Fig. 6. Structures of SARS-CoV-2 replication and transcription complex and its inhibitors.

a–f | Cartoon representations of severe acute respiratory syndrome coronavirus 2 (SARS-CoV-2) central replication and transcription complex (C-RTC), elongation RTC (E-RTC), cap(−1)′ RTC and backtracking RTC. The RNA-dependent RNA polymerase (RdRP) core complex contains nsp12 (nidovirus RdRP-associated nucleotidyltransferase (NiRAN), interface, finger, palm and thumb domains are yellow, orange, blue, red and olive, respectively), nsp7 (purple), nsp8-1 (individual; light grey), nsp8-2 (nsp7–nsp8 pair; aquamarine). C-RTC is composed of the RdRP core complex and RNA template–product chains (in wheat and deep sky blue). E-RTC is composed of the C-RTC along with two coupled nsp13 helicases, nsp13-1 (lime) and nsp13-2 (deep pink), and RNA strand fragments can be traced in nsp13-2. Cap(−1)′ RTC consists of E-RTC and nsp9 (claret; bound to nsp12 NiRAN domain). Backtracking RTC includes the C-RTC coupled with the proofreading-stimulating nsp13. g–i | Cartoon representations of SARS-CoV-2 C-RTC with bound inhibitors.
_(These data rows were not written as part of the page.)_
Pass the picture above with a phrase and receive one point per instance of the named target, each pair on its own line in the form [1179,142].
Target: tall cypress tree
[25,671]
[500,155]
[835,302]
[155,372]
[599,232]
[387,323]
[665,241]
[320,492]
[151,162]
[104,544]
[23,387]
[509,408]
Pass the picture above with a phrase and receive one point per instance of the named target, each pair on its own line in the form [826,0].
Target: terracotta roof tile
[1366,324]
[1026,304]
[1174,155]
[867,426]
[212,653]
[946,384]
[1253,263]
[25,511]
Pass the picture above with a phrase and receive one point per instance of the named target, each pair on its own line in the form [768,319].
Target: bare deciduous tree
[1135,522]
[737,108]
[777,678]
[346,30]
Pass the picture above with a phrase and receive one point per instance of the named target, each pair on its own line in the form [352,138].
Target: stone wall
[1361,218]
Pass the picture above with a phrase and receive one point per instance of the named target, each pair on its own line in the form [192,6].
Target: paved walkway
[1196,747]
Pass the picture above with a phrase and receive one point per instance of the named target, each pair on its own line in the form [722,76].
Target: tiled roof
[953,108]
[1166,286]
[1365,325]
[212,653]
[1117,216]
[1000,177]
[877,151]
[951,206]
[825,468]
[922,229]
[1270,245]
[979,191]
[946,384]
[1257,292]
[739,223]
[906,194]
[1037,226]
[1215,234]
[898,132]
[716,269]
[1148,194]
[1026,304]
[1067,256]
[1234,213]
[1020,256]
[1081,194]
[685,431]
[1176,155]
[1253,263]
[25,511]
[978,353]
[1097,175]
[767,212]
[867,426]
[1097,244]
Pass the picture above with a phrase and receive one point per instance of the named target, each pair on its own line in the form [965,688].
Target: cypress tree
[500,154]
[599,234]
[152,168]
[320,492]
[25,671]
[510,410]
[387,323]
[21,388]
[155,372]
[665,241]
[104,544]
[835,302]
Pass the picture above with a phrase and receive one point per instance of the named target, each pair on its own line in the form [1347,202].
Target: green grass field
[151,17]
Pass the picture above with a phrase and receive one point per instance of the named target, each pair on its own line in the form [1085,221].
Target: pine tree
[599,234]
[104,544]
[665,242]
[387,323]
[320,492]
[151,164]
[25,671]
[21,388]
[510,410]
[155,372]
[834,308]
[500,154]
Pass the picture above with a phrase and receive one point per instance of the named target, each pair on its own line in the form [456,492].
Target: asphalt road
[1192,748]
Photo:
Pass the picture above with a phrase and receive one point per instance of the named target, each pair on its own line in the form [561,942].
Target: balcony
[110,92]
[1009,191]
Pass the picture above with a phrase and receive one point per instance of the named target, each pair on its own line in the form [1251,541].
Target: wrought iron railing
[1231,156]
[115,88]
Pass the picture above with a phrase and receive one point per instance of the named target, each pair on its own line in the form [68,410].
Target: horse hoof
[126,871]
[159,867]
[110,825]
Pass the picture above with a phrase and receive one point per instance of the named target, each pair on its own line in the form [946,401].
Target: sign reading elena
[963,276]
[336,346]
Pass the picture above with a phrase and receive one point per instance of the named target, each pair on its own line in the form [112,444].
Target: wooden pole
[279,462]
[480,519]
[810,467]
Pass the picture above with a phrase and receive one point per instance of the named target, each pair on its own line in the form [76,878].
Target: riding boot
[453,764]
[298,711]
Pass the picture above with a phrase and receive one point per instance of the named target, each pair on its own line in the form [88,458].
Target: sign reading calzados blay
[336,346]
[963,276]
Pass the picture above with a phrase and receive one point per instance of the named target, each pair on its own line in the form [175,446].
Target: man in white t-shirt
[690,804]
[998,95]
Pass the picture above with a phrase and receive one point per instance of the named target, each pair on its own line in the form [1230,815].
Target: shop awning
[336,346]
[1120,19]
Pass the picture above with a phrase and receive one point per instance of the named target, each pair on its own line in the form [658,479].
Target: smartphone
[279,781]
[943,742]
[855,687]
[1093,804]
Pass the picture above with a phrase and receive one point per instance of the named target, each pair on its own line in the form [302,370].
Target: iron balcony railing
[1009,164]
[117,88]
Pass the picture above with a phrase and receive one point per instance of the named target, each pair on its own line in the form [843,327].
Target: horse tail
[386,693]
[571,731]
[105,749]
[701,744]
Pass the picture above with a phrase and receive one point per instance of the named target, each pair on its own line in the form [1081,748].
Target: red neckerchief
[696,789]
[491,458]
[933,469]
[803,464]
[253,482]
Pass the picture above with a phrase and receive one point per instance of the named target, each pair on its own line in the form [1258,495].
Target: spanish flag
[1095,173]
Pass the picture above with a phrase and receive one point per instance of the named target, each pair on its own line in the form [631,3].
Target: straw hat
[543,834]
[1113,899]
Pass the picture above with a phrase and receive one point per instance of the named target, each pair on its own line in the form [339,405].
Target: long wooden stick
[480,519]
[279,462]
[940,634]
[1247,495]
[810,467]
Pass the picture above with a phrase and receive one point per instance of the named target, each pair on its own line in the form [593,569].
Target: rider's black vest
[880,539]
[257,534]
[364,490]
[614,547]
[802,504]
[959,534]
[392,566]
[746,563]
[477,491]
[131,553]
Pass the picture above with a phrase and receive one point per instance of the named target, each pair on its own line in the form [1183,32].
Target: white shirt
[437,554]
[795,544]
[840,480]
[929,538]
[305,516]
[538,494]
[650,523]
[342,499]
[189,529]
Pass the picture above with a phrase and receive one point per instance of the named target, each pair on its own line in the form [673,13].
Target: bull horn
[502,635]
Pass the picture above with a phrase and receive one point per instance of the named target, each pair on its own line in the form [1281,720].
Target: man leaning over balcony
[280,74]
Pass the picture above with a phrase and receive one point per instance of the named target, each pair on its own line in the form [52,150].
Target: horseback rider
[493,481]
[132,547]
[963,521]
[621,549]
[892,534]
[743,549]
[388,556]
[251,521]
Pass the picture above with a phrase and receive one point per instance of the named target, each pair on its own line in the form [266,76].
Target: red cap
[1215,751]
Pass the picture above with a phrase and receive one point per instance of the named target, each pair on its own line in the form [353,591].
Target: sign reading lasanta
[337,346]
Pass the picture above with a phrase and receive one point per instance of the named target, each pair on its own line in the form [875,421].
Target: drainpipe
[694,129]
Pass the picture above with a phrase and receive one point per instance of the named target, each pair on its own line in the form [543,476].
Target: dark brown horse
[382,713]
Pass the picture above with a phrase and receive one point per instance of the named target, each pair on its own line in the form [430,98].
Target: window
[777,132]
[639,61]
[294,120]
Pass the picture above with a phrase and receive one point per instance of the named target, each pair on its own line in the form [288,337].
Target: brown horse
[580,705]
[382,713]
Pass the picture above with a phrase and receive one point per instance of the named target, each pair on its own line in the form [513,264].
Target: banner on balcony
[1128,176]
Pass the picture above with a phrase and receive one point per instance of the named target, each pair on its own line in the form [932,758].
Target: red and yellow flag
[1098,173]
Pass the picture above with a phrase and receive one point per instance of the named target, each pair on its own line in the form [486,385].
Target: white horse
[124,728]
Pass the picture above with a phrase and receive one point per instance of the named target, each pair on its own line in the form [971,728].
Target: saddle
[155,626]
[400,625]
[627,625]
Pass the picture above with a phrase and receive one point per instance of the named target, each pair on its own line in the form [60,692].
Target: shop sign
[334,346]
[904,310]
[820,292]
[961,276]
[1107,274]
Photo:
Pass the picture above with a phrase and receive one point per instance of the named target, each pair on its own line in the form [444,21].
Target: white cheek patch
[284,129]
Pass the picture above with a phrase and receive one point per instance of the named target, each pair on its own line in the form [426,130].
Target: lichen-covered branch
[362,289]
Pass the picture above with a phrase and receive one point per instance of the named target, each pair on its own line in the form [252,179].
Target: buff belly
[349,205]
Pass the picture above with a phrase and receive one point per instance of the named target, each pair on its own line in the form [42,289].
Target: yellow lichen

Remdesivir can be inserted into the RNA product chain (−1 site), whereas favipiravir occupies the polymerase active centre. Two suramin molecules can bind with the RdRP core complex and suramin-1 occupies the space of positions −1 to −3 of the RNA template strand, whereas suramin-2 occupies the space of the primer strand. The inhibitors are all shown as pink stick models. Protein Data Bank accession codes are indicated in parentheses. FTP, favipiravir triphosphate; RMP, remdesivir monophosphate.

Fig. 7. Structures of SARS-CoV-2 accessory proteins.

a | Cryogenic electron microscopy structure of dimeric ORF3a. It forms a potassium-sensitive channel and may promote release of the virus. The two ORF3a proteins are shown as cartoon representations, and the domains are labelled. b | The structure of ORF9b in complex with human TOM70. ORF9b adopts a helical fold and is shown in cartoon representation. It interacts at the substrate binding site of TOM70, a subunit of the mitochondrial import receptor. TOM70 is shown in a surface representation. c | The structure of the ORF7a ectodomain. ORF7a is a type I transmembrane protein and is involved in virus–host interactions and protein trafficking within the endoplasmic reticulum and Golgi body. The ectodomain of ORF7a exhibits a seven-stranded β-sandwich fold and is shown in a cartoon representation. d | The structure of dimeric ORF8. ORF8 contains eight antiparallel β-strands and an immunoglobulin-like fold. The dimer is stabilized by surface hydrophobic interactions and a series of hydrogen bonds. The two ORF8 proteins are shown as cartoon representations. Protein Data Bank accession codes are indicated in parentheses.